Saat kita mendaraskan Doa Bapa Kami, kita berkata dengan keyakinan, "Jadilah kehendak-Mu di atas bumi seperti di dalam Surga." Ini tidak berarti, bagaimanapun, bahwa kita menolak dalam semangat fatalisme semua hak untuk bertindak dan berinisiatif di pihak kita.
“Iman,” kata St. Yakobus, “tidak disertai perbuatan, maka iman itu pada hakekatnya adalah mati.” (Yakobus 2:17) Hal yang sama berlaku untuk kasih (Yakobus 2: 13-17)
Iman dan kasih harus disertai dengan tindakan, yang harus selalu diilhami oleh kehidupan batin. Tetapi aktivitas eksternal kita tidak boleh dibiarkan memadamkan nyala api kehidupan ilahi di dalam diri kita. Jika ini terjadi, pekerjaan kita akan menjadi mandul dan tidak akan menerima berkat dari Tuhan.

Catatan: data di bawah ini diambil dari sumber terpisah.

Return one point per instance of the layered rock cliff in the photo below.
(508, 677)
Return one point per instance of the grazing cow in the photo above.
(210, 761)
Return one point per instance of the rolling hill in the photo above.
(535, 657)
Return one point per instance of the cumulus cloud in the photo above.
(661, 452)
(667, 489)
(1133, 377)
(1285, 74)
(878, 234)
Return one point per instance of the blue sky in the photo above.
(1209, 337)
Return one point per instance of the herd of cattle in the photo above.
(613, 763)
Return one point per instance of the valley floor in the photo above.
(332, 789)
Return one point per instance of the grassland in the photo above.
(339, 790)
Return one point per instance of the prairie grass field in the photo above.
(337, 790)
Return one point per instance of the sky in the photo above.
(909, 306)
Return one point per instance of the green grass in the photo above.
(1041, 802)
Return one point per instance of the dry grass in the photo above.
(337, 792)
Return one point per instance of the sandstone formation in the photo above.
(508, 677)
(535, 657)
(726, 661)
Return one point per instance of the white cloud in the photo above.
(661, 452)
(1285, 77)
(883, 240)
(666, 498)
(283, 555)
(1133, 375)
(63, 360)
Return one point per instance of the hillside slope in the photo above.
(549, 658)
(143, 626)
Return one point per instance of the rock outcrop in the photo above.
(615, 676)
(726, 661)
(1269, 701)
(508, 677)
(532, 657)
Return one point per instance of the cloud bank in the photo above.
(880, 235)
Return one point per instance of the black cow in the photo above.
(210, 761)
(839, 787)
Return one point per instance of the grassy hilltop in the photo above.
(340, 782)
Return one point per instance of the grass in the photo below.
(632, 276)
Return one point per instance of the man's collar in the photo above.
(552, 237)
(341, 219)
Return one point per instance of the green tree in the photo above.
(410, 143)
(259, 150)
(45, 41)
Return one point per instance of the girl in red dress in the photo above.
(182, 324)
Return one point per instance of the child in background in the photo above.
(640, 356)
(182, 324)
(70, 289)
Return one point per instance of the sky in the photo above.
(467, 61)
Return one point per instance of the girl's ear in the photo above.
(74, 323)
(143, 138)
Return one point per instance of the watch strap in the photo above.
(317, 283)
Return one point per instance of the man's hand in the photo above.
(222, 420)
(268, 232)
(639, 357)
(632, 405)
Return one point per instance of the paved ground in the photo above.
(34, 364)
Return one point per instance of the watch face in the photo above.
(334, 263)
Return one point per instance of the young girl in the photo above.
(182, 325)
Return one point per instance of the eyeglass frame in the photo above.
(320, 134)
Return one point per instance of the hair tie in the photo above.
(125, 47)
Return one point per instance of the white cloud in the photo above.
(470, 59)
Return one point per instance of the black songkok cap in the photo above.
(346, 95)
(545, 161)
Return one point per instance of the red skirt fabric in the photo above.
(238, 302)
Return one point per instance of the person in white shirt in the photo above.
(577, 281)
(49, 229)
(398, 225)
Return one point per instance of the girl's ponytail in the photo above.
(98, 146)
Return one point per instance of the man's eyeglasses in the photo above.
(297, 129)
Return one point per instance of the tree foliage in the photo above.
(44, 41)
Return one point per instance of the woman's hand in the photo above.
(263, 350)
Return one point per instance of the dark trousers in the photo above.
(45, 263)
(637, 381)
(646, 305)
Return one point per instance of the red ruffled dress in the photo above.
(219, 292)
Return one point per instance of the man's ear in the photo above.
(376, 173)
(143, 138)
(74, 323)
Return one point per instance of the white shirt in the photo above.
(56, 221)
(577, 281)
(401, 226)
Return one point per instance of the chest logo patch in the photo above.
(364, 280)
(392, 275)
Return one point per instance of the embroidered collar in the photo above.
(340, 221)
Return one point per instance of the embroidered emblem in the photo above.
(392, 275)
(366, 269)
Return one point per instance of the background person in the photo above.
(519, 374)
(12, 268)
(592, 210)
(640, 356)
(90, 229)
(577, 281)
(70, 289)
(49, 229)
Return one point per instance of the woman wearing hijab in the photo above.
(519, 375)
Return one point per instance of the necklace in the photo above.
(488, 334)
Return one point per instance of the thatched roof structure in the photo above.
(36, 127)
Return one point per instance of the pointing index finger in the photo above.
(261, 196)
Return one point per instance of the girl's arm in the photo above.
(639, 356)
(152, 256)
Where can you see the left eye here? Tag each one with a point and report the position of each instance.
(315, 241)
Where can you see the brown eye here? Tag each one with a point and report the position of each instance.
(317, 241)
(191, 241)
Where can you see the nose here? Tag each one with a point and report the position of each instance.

Kita harus bekerja keras, tetapi harus selalu bertindak seolah-olah kematian bisa datang kapan saja. Dengan kata lain, kita tidak boleh sepenuhnya terserap dalam pekerjaan kita, tetapi harus mengingat cita-cita kemuliaan Allah, pengudusan kita sendiri, dan keselamatan sesama kita. Jika usaha kita tampaknya berhasil, kita harus berterima kasih kepada Tuhan. Tetapi jika semua pekerjaan kita tampak sia-sia, kita harus tetap bersyukur kepada-Nya, karena hal-hal seperti itu terjadi dengan izin Tuhan. Penyelenggaraan Ilahi sering memandu peristiwa dengan caranya sendiri untuk mempromosikan kemuliaan Tuhan dan untuk kebaikan kita yang lebih besar, yang dapat dicapai melalui penghinaan kita serta melalui kesuksesan kita.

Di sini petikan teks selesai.